A problematic Amber piggie? |
The review is likely to reveal that problems in the Getty's collection go far deeper than the nearly 50 looted objects returned since 2007 , according to Getty records and interviews with antiquity dealers and former museum officials. Hundreds of objects still in the collection were acquired with false ownership histories aimed at disguising their origins in the illicit antiquities trade, records and interviews show. The depth of its problem was underscored in November, when the Getty published a catalog of 56 carved ambers, objects that the ancient Greeks and Etruscans used in amulets for the magical properties they were believed to possess. At first look, "Ancient Carved Ambers in the J. Paul Getty Museum" represents the museum at its finest -- decades of scholarship published online in an illustrated catalog that engages the public in a rarely studied artifact of the ancient world. But records -- including internal Getty files -- show that the ambers were almost certainly looted from tombs in northern Italy.
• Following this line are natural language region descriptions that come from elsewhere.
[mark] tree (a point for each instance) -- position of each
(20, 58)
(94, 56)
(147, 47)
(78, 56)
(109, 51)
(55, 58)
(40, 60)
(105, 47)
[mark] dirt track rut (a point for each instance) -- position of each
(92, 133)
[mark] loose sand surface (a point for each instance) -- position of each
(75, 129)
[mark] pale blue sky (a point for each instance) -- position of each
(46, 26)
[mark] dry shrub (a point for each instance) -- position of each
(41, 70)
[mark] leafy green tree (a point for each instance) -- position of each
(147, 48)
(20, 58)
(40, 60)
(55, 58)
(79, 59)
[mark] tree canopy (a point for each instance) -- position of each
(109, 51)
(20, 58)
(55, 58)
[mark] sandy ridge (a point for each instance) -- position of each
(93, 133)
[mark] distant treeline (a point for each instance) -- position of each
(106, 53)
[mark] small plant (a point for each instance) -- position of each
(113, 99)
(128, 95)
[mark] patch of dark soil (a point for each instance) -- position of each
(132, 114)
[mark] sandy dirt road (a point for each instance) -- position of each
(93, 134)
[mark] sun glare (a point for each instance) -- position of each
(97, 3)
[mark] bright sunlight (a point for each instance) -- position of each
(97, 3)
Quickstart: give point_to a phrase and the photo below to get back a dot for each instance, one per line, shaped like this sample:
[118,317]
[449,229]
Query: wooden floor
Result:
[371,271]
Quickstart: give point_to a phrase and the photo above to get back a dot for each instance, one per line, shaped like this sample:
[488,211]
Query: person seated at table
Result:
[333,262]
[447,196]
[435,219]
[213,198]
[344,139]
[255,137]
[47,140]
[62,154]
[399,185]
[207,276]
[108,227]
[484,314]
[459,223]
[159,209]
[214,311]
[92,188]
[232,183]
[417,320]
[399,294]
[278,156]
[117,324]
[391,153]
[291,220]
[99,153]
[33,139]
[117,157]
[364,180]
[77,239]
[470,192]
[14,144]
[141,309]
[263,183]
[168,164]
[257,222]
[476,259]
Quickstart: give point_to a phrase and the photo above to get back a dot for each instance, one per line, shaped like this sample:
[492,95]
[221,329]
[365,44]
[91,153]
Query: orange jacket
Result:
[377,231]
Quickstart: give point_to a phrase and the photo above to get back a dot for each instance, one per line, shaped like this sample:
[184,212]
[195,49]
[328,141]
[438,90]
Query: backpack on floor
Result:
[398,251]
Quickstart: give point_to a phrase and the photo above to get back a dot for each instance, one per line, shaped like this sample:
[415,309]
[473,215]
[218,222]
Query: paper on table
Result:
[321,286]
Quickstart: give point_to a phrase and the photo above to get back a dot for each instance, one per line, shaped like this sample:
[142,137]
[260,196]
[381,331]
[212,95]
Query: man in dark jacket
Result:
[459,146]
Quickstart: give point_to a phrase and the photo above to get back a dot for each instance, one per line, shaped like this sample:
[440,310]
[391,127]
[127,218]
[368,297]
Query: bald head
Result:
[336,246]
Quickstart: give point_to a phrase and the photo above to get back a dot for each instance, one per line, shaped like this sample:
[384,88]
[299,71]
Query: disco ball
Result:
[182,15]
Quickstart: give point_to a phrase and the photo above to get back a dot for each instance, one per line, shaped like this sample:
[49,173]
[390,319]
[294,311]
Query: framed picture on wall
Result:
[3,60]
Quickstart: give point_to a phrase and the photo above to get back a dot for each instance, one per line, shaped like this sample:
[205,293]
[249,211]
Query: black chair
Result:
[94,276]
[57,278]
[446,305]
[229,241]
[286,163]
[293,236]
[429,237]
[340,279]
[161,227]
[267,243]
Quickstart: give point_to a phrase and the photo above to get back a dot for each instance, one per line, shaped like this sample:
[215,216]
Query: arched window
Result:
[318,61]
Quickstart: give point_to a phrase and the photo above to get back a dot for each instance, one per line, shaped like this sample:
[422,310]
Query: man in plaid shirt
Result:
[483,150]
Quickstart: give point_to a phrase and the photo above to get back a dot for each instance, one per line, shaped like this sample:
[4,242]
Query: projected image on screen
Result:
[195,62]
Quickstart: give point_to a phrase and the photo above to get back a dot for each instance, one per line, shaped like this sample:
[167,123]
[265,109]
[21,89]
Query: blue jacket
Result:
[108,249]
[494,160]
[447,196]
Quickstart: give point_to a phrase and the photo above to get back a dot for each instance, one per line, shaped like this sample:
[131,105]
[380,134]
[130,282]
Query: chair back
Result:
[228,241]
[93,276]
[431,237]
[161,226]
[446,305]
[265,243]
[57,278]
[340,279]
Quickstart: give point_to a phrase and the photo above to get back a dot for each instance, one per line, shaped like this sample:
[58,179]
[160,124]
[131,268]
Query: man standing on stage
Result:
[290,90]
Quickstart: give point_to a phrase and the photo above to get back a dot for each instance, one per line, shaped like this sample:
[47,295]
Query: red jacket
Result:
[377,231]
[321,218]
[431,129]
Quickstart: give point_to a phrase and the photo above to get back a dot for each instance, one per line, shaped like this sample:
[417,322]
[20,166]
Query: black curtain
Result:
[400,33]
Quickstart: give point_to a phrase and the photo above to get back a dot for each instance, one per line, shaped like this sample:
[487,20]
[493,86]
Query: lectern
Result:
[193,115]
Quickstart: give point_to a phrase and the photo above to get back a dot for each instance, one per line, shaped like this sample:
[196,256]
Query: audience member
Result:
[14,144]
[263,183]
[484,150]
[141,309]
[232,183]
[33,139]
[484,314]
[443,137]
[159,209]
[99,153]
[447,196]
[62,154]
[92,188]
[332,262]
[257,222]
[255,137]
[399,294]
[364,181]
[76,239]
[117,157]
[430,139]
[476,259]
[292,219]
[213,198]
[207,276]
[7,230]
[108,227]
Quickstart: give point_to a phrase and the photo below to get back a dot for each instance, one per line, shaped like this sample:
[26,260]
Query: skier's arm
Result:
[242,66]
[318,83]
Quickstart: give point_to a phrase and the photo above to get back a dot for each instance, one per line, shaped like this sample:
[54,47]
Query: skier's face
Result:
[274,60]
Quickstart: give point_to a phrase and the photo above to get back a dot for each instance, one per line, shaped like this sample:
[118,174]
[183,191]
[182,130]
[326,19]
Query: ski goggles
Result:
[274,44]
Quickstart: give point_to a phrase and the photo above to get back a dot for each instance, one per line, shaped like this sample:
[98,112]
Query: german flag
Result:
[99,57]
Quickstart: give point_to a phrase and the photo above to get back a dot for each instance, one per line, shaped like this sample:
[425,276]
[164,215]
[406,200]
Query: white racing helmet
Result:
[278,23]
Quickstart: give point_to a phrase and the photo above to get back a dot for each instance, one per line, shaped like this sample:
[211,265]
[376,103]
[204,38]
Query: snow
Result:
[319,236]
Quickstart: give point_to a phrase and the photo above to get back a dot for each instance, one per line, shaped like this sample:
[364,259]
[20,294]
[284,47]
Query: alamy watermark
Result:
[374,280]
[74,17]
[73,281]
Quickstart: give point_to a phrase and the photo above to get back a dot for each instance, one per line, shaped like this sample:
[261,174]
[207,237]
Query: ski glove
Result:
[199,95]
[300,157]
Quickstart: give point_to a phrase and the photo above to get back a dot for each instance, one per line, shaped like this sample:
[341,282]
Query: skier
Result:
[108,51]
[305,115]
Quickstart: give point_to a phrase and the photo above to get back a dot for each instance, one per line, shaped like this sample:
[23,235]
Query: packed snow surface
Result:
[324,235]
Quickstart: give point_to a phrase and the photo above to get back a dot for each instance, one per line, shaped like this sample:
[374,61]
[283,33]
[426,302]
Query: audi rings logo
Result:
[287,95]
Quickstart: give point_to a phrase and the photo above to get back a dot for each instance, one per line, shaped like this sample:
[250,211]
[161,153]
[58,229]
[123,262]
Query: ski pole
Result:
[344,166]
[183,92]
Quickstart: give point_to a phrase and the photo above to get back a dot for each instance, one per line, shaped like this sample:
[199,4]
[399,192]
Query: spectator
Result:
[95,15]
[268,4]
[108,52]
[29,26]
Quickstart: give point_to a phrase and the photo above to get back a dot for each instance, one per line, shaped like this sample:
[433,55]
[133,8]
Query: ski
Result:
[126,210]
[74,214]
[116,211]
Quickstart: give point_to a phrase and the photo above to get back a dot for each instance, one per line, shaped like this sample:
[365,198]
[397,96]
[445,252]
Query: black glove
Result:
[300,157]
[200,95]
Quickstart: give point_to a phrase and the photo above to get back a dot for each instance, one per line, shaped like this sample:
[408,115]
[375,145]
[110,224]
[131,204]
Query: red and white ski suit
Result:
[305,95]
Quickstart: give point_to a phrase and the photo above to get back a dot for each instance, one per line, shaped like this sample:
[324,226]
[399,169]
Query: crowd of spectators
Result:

This will be a fascinating effort to track in the coming months. The Getty is conducting this retroactive history search, and is a very good effort. The point to note though is how deep this examination goes into the objects, and whether it will trigger continued returns. Will the nations of origin even want the return of all of this study material? Will these nations have the capacity to store and study these objects in the same way the Getty can? Is this a contradiction the Getty hopes to make? All interesting questions.